In 1997 the role of the ecosystem sector activities (such as avoiding deforestation, forest management and agriculture) in climate mitigation was ousted from what became the Kyoto Protocol apart from narrowly defined afforestation and reforestation, resulting in a global policy discord that continues to have chaotic ramifications.
Before losing the election, Kevin Rudd announced cuts to the Biodiversity Fund to help Australia transition to an emissions trading scheme. The fund, part of the Clean Energy package, rewards land managers for conserving biodiversity and reducing carbon emissions.
Less well known is that two weeks earlier another Australian carbon and biodiversity initiative was quietly shelved: the Kalimantan Forests and Climate Partnership.
Initiated under the Howard government, this ambitious project was to protect 70,000 hectares of peat forests, re-flood 200,000 hectares of dried peatland, plant 100 million trees in Central Kalimantan and lead to a reduction of 700 million tonnes of greenhouse gas emissions over a 30 year period. From 2008 the project was severely scaled back, emasculated to the point of being irrelevant, and finally simply dropped.
But worse was to come for biodiversity. The new Abbott government immediately announced the repeal of Australia’s emissions trading scheme. The government structured their new Direct Action policy around the Carbon Farming Initiative, a Labor scheme to reward land owners for reducing and storing carbon. The initiative has real potential to transform landscapes through direct action, but this rests on a high level of ambition and a high carbon price both arguably dependent on an emissions trading scheme.
What’s happening now?
Excluding forests from the Kyoto equations has added to the certain, permanent and massive loss of biodiversity without any influence whatever on American consumption patterns.
It has also effectively decoupled ecosystems and their biodiversity from climate change policy. It is possible to dismiss biodiversity, which can now be considered an after-thought (according to current Secretary General to United Nations Ban Ki-moon in the preface to the 2010 Global Biodiversity Outlook), or worse, a burden.
This is a perverse space. The European Commission, for instance, has banned forestry credits of any kind from the world’s major carbon market until at least 2020, because they are not considered real.
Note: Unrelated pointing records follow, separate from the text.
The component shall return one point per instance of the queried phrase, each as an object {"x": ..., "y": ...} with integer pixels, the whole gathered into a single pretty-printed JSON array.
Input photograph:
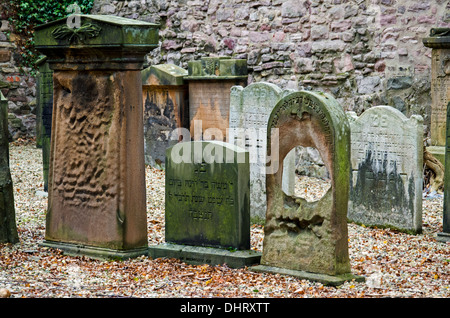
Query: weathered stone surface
[
  {"x": 444, "y": 236},
  {"x": 301, "y": 235},
  {"x": 8, "y": 229},
  {"x": 166, "y": 107},
  {"x": 207, "y": 195},
  {"x": 250, "y": 108},
  {"x": 210, "y": 81},
  {"x": 387, "y": 163},
  {"x": 440, "y": 83},
  {"x": 44, "y": 83},
  {"x": 97, "y": 172}
]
This is despite their own report that predicts avoided deforestation measures could reduce extinctions by 86%-95% with a carbon price of US$25 per tonne CO2.
The international initiative of Reducing Emissions from Deforestation and Degradation (REDD) has also become entangled in an ideological debate about whether it is okay to use private investment to fund it. The estimated cost of reducing deforestation and degradation by 50% range is US$17-28 billion.
Since only US$4 billion per year from 2010 to 2012 has been pledged - barely a third of the lowest estimate - private finance will be essential. Keep in mind that global climate finance flows have now reached about US$364 billion, all but 5% of it driven by the private sector mostly from corporations or renewable energy project developers.
We have entered a time when good environmental outcomes no longer include biodiversity, but merely find cheaper ways for industry to reduce carbon emissions.